# Pandas

Pandas is a library used for data analysis and works with CSV, excel, JSON and SQL.

Pandas uses datadrames for handling data. A dataframe (df) is build as a dictionary, with column headers as keys and all the entries in that column as a list-value for that key. This makes it easy to select and extract specific columns. 
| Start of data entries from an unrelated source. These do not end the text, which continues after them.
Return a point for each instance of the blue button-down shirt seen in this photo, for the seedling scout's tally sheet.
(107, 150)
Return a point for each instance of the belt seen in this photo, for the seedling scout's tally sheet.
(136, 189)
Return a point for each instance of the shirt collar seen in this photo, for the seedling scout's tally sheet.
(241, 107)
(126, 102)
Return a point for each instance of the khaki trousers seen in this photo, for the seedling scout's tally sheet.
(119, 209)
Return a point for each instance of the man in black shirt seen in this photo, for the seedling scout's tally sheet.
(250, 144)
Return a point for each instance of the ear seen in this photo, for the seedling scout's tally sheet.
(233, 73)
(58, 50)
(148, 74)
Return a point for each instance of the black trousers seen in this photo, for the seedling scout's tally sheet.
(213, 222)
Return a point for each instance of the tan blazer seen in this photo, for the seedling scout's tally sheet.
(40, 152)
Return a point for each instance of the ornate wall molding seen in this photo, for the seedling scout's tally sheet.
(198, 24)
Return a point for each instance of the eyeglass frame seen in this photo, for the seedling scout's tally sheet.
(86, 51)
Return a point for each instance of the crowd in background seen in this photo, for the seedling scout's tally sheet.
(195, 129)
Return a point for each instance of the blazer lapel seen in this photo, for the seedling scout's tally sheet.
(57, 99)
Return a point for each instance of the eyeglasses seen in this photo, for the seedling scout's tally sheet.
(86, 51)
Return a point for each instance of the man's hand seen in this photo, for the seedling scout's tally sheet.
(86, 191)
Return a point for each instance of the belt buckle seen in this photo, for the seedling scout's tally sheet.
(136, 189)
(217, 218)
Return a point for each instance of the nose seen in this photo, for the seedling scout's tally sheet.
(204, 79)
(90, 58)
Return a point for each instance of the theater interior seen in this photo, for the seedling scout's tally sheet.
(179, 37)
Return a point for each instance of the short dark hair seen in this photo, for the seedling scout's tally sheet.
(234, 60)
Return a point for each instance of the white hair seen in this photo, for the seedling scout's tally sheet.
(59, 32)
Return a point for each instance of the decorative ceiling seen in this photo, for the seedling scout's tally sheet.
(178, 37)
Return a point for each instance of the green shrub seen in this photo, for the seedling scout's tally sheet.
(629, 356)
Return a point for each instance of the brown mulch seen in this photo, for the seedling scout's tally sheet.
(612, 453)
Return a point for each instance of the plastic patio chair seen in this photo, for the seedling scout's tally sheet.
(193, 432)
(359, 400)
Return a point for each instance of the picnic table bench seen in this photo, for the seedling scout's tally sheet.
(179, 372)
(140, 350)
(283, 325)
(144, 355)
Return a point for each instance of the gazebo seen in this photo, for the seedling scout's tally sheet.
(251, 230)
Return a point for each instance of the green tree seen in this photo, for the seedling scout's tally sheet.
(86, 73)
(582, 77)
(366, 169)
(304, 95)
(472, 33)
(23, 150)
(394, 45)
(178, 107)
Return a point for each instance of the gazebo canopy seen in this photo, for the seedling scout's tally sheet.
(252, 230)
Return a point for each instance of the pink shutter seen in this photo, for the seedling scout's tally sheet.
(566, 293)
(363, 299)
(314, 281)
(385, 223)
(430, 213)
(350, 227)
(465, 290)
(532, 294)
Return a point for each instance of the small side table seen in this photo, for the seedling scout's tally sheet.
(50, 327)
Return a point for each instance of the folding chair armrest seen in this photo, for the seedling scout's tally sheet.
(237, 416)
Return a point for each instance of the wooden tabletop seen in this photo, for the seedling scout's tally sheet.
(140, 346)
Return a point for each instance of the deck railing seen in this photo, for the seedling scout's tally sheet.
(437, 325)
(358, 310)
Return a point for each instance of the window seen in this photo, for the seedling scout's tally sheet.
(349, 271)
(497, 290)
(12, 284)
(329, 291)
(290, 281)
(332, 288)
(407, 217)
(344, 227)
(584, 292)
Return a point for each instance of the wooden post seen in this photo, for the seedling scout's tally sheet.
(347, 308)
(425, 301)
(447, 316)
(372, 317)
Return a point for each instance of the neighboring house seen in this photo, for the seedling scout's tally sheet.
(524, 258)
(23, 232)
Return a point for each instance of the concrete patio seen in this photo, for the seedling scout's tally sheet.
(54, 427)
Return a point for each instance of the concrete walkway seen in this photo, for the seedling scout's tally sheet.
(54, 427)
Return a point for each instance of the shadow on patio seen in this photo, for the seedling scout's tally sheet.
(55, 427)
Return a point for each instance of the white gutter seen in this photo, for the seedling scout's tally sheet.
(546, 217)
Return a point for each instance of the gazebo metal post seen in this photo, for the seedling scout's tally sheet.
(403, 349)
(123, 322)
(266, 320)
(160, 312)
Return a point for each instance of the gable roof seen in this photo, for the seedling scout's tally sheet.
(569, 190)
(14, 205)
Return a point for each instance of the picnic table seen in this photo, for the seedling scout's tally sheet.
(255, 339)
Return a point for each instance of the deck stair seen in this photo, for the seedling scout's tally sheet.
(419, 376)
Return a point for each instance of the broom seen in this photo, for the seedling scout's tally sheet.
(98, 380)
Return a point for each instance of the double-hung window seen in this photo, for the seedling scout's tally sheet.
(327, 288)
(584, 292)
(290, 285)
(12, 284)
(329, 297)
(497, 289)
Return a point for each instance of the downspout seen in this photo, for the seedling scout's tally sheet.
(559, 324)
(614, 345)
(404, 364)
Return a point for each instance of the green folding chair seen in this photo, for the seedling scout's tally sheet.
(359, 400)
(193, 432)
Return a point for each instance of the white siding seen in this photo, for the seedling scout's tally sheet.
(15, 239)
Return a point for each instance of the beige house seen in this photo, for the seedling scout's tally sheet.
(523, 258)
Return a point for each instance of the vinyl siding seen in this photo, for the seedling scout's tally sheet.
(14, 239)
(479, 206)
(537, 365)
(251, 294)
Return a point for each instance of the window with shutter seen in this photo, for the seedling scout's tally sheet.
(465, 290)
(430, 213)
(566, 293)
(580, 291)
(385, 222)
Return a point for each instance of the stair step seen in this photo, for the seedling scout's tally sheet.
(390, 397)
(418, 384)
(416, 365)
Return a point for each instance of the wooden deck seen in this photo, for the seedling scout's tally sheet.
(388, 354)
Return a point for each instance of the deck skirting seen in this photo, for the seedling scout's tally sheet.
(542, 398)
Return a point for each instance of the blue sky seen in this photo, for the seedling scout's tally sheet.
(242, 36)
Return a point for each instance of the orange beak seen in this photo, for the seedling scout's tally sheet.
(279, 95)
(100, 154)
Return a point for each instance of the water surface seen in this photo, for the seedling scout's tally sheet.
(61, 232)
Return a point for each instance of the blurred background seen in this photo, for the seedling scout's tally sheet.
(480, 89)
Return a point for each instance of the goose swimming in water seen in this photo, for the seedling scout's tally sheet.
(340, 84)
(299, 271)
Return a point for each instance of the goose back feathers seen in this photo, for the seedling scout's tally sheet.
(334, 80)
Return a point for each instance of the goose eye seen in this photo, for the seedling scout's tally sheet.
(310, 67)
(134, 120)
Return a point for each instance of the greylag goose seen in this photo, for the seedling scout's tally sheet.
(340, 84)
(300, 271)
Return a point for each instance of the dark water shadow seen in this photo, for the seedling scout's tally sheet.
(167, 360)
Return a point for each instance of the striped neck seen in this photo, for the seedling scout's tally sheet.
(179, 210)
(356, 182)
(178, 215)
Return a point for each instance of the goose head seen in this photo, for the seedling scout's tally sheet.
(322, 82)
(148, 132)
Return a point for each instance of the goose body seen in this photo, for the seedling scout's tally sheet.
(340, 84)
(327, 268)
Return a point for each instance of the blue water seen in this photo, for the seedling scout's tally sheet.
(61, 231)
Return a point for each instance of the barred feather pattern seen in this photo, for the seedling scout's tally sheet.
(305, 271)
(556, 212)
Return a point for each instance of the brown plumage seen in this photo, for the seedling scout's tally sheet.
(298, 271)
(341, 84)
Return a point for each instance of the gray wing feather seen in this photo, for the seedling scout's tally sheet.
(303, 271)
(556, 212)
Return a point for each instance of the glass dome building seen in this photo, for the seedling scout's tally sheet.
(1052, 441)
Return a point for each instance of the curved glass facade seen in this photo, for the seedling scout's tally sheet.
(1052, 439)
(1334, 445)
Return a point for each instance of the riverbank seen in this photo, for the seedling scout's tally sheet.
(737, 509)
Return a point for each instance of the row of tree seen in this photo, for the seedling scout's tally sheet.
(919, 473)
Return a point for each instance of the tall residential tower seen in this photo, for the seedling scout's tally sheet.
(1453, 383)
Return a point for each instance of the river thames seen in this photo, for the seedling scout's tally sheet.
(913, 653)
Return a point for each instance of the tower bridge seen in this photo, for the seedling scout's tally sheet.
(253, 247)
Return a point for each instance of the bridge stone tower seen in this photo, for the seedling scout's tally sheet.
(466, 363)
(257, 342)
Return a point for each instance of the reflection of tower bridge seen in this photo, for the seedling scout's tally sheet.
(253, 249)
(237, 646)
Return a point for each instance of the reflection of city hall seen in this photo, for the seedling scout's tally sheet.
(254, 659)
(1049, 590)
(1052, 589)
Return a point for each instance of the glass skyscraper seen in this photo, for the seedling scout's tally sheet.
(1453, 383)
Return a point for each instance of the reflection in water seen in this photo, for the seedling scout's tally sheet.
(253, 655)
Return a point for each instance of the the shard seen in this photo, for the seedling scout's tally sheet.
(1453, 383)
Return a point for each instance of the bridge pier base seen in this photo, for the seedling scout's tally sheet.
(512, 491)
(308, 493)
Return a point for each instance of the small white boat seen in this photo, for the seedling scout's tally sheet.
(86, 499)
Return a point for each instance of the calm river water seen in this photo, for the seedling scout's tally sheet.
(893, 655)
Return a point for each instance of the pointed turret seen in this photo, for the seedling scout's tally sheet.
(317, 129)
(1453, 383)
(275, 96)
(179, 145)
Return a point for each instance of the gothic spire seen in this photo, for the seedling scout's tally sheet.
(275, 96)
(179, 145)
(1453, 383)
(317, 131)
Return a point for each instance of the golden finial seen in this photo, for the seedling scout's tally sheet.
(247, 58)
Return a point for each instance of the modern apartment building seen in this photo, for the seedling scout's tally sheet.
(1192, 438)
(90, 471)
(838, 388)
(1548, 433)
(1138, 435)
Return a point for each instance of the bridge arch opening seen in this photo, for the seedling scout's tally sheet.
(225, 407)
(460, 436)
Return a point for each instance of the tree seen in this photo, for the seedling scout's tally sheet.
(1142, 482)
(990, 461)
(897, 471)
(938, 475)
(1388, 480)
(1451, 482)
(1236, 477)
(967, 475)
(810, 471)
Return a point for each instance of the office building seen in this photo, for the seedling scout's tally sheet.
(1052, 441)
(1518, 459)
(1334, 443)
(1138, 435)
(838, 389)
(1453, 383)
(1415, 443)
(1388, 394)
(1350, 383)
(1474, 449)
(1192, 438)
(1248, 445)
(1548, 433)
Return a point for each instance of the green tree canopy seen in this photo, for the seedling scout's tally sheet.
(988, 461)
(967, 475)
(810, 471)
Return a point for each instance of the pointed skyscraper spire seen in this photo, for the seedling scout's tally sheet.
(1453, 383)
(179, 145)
To show what pandas can do, I will first create a small sample dataset, then use a dataset of historical US weather by the DataJournalism media site fivethirtyeight.

## Creating dataframes

In [21]:
#Import the pandas library
import pandas as pd

#Create a dataframe
df = pd.DataFrame(
[['Jim','Male',23],
['Joe','Male',21],
['Jess','Female',22]],
index=[1, 2, 3])
    
df

Unnamed: 0,0,1,2
1,Jim,Male,23
2,Joe,Male,21
3,Jess,Female,22


In [22]:
#Add headers
headers = ['name','gender','age']
df.columns = headers

df

Unnamed: 0,name,gender,age
1,Jim,Male,23
2,Joe,Male,21
3,Jess,Female,22


## Exploring the data

You should check the datatypes, to make sure they are correct. Some datatypes in pandas are object (string), int64 (int), float64 (float) and timedate.

In [23]:
#To check data-types
df.dtypes #returns a list of headers and datatypes

name      object
gender    object
age        int64
dtype: object

In [24]:
#Returning unique values in the column 'name'
df['name'].unique()

array(['Jim', 'Joe', 'Jess'], dtype=object)

In [25]:
#Statistical summary: Returns count, uniques, mean, std dev, max, min, quartiles
df.describe(include='all')

Unnamed: 0,name,gender,age
count,3,3,3.0
unique,3,2,
top,Jim,Male,
freq,1,2,
mean,,,22.0
std,,,1.0
min,,,21.0
25%,,,21.5
50%,,,22.0
75%,,,22.5


In [None]:
#Shows top and bottom 30 rows of dataframe
df.info()

In [27]:
#Calculate the mean of the column age
mean = df['age'].mean()
mean

22.0

## Selecting data

In [28]:
#Extracting only rows with people above 21 and placing them in a new dataframe
df1=df[df['age']>21]
df1

Unnamed: 0,name,gender,age
1,Jim,Male,23
3,Jess,Female,22


#### Using loc and iloc 
There are three ways to select data from a data frame in Pandas: loc, iloc, and ix. 

**loc**<br>
loc is primarily label based; when two arguments are used, you use column headers and row indexes to select the data you want. loc can also take an integer as a row or column number.

**iloc** <br>
iloc is integer-based. You use column numbers and row numbers to get rows or columns at particular positions in the data frame. 

In [33]:
# Access row 1 in the column age:
df.loc[[1],['age']]

Unnamed: 0,age
1,23


## Import data from a file

In [54]:
#Import the pandas library
import pandas as pd

#Read a CSV-file. 
#The default is first row = headers, but if you don't have headers, add header=None after the filename
#If your data is separated by something other than commas, use something like sep=';' (if it's ; as a separator)
df = pd.read_csv('https://raw.githubusercontent.com/fivethirtyeight/data/master/us-weather-history/KCLT.csv')
df.head() #returns the first five rows (to check whether it is correctly loaded)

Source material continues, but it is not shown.